È il legislatore stesso a definire queste procedure come concorsuali nel momento in cui prevede espressamente nell’art. 6 della legge che i destinatari della disciplina in oggetto non sono assoggettabili alle “procedure concorsuali diverse da quelle regolate” dalla l. n. 3/2012.

Allineandosi al dato testuale, parte della dottrina sostiene la “piena natura concorsuale” delle tre procedure di composizione della crisi42.

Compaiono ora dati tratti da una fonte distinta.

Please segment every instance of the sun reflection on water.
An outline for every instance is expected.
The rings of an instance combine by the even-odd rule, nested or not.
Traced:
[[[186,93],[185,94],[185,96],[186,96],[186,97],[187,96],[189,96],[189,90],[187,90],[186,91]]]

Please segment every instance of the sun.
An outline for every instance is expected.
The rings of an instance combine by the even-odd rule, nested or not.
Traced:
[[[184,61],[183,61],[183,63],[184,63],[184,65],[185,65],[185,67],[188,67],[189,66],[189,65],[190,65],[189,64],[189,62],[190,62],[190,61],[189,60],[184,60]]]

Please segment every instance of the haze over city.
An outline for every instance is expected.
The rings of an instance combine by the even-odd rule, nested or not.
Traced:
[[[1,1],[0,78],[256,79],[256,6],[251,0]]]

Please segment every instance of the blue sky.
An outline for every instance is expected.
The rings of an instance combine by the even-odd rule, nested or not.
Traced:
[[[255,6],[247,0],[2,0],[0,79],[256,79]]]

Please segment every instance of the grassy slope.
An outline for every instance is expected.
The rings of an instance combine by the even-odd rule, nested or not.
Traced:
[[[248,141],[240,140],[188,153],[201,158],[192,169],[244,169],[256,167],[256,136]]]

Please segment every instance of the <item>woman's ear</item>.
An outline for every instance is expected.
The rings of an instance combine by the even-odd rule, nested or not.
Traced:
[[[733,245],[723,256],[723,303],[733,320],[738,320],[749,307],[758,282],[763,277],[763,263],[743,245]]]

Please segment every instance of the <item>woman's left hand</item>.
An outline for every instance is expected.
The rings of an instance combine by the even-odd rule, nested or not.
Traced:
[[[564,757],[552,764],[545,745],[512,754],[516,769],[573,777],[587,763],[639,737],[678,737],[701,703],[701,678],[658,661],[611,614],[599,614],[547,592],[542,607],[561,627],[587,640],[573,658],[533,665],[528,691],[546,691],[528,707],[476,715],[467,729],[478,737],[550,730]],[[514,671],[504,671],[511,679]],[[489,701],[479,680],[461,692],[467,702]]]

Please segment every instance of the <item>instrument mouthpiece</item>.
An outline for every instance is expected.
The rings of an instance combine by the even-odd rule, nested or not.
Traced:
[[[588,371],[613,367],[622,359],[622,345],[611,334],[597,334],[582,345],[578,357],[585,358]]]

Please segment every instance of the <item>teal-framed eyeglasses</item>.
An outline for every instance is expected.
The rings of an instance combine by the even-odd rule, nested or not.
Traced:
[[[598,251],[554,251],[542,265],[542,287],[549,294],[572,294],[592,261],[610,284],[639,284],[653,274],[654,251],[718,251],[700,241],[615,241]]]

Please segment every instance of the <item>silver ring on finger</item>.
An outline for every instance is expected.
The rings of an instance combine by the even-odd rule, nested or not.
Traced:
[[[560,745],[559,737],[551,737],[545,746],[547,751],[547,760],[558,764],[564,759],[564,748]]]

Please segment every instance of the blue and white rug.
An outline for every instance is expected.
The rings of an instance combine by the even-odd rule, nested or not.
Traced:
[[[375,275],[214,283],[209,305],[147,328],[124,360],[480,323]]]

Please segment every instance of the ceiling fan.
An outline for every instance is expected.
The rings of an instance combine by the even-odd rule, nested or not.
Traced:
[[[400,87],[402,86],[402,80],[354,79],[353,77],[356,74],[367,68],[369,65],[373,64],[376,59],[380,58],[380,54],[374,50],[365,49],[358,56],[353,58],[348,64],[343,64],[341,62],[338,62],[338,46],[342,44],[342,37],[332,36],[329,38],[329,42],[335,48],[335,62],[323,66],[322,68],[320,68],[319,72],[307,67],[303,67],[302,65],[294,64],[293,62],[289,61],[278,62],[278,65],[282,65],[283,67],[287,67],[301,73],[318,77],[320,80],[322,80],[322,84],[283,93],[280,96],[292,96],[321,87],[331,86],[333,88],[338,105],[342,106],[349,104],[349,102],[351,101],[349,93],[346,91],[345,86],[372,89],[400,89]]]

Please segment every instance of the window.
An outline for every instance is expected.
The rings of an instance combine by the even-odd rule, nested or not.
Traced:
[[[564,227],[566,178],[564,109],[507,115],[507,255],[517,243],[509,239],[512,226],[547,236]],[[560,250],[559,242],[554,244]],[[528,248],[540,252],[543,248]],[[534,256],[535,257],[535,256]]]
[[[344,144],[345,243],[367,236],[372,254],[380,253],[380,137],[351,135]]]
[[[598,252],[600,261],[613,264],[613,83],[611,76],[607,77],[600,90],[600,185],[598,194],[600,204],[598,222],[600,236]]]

Con specifico riferimento alla liquidazione del patrimonio del debitore non fallibile la valutazione della concorsualità si concentra su una pluralità di elementi tra i quali: il coinvolgimento dell’intero patrimonio pignorabile del debitore (che dal momento dell’apertura del procedimento viene amministrato dal liquidatore per la liquidazione e ripartizione ai creditori); la capacità della procedura di esplicare effetti anche sui creditori anteriori alla sua apertura (che non potranno porre in essere azioni esecutive o cautelari individuali)43.

42 D. MANENTE, Gli strumenti di regolazione delle crisi da sovraindebitamento dei debitori non fallibili. Introduzione alla disciplina della l. 27 gennaio 2012, n. 3, dopo il c.d. <<Decreto Crescita-bis>>, cit., p. 592-593.